Location
- Stuttgart, Baden-Württemberg Germany
- Coordinates: 48°44′07″N 9°04′31″E﻿ / ﻿48.7353°N 9.0754°E

Information
- School type: Department of Defense Dependents Schools
- Established: 1979
- Status: Closed
- Closed: 2015
- Grades: 9–12 (also 7–8 from 1979–2006)
- Colors: Black and gold
- Mascot: Panther
- Rivals: Stuttgart American (until 1992)

= Alexander M. Patch American High School =

Alexander M. Patch American High School (also known as "Patch American High School" or "Patch High School") was an English language high school in Germany, on Patch Barracks southwest of Stuttgart, operated by DODEA (formerly known as DoDDS). Opened in 1979, its students were largely military dependents whose sponsors were assigned to units of the Stuttgart Military Community, including Patch Barracks, Robinson Barracks, Panzer Kaserne, and Kelley Barracks.

The school was named after United States Army General Alexander McCarrell Patch (1889–1945), the commander of the Seventh Army during World War II.

For its first 27 years, it was a secondary school (grades 7–12), and with the 1992 closure of Stuttgart American High School in Pattonville, it became the only DODEA (DoDDS) high school in the Stuttgart area. In the fall of 2006, the school's enrollment was reduced to a four-year high school (grades 9–12) due to projected increasing enrollment and middle schools created at nearby Panzer Kaserne and Robinson Barracks.

Following its 36th year of service, PAHS closed in 2015, officially on 30 June. The new Stuttgart High School on Panzer Kaserne, just east of Böblingen, opened that fall and remains the only DoDEA (DoDDS) high school in the Stuttgart area.

==Academics==
The school offered the same typical classes as schools in the United States.

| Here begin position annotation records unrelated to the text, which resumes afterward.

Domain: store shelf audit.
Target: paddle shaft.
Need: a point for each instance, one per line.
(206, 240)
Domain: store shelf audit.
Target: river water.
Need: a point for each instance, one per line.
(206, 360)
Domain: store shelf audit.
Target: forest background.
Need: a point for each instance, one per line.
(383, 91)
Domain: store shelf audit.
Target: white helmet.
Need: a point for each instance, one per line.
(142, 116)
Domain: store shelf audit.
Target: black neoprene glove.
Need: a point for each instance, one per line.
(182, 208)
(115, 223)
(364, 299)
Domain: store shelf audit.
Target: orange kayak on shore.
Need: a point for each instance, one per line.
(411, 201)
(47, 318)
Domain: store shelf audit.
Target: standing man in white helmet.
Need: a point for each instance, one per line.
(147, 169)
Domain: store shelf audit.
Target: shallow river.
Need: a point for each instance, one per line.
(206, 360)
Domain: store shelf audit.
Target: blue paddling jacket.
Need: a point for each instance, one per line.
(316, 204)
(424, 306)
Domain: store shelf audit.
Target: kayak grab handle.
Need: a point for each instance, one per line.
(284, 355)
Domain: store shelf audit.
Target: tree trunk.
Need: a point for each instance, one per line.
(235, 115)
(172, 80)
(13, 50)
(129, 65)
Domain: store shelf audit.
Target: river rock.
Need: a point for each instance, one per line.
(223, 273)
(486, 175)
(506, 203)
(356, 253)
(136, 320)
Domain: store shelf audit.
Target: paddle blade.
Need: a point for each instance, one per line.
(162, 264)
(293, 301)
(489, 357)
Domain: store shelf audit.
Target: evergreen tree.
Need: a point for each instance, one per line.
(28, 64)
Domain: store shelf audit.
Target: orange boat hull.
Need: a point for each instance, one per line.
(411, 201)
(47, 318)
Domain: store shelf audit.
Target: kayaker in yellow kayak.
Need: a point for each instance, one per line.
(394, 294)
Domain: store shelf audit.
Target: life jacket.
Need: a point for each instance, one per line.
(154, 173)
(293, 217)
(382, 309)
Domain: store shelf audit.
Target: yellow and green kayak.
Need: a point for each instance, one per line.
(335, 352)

Some of the offered courses were as follows
- English (AP and Honors courses are also offered)
- Mathematics (Algebra through AP Calculus)
- Science (Physics, chemistry, anatomy, biology, etc.)
- Foreign Languages (German, French, Spanish)
- Computer courses
- Fine Arts (humanities, art, band (advanced, intermediate, beginning), chorus, show choir, jazz band, string ensemble, harmony express)
- History (Government, U.S. History, AP World History, AP Human Geography, AP U.S. History etc.)
- Business
- Army JROTC (8th Battalion)

==Sports==
Patch AHS had a large variety of sports including tennis, swimming, cheerleading, volleyball, football, cross-country, track, golf, soccer, baseball, wrestling and for JROTC there was drill and rifle. Many of the teams won Europeans, including rifle, drill, cross-country, and wrestling. The rifle team was second in all of Army JROTC and was home to the second place individual marksman in all of Army JROTC, Leah Lynch.